More specifically, Dr. Pepper prides itself on its “authentic blend of 23 flavors,” and legend holds that the recipe is kept as two halves in safe deposit boxes in two separate Dallas banks. While there are all sorts of guesses — cola, cherry, licorice, amaretto, almond, vanilla, caramel, the list goes on — the only thing we know for sure is that Dr. Pepper does not contain prune juice, a long-standing rumor that the company itself put to rest.
So, we may never know what’s really in Dr. Pepper as far as its flavors go.
6) Sodium Benzoate (Preservative): A preservative found in sodas, processed foods and some personal care products, like shampoo, studies suggest that high amounts of sodium benzoate could be carcinogenic. More research is needed, but it’s always wise to minimize your intake of processed foods regardless.
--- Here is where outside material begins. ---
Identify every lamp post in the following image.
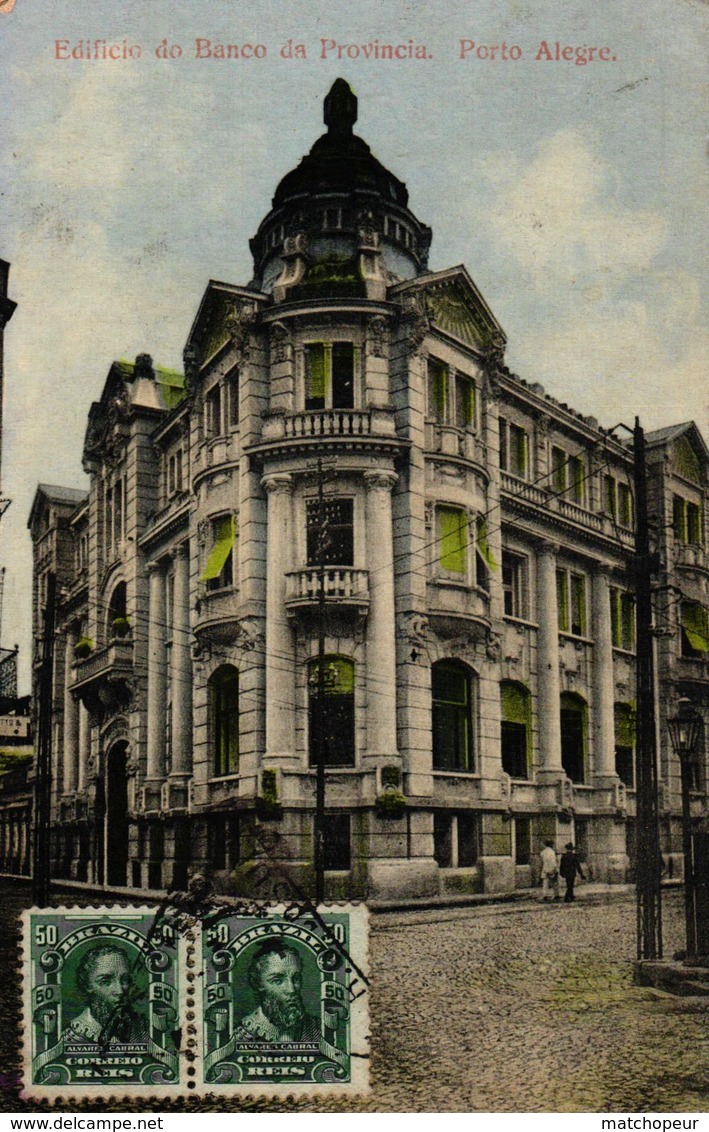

7) Caffeine: Reports on the negative effects of caffeine are strewn across the web, including addiction, insomnia and irritability. But as Shanahan told us during our exploration of the ingredients found in Diet Coke, “Caffeine helps burn fat.” It does this by stimulating a process called thermogenesis, which converts calories into heat energy (and explains why you might start sweating after drinking a little too much coffee). A 2005 study even found that higher-dose caffeine consumers experienced a greater decrease in fat mass, body weight and waist circumference than their less caffeinated counterparts. But then again, Dr. Pepper really isn’t the healthiest means of upping your caffeine intake.
Like most sodas, Dr. Pepper is terrible for you. It’s colored, potentially cancerous sugar water. Drink at your own risk.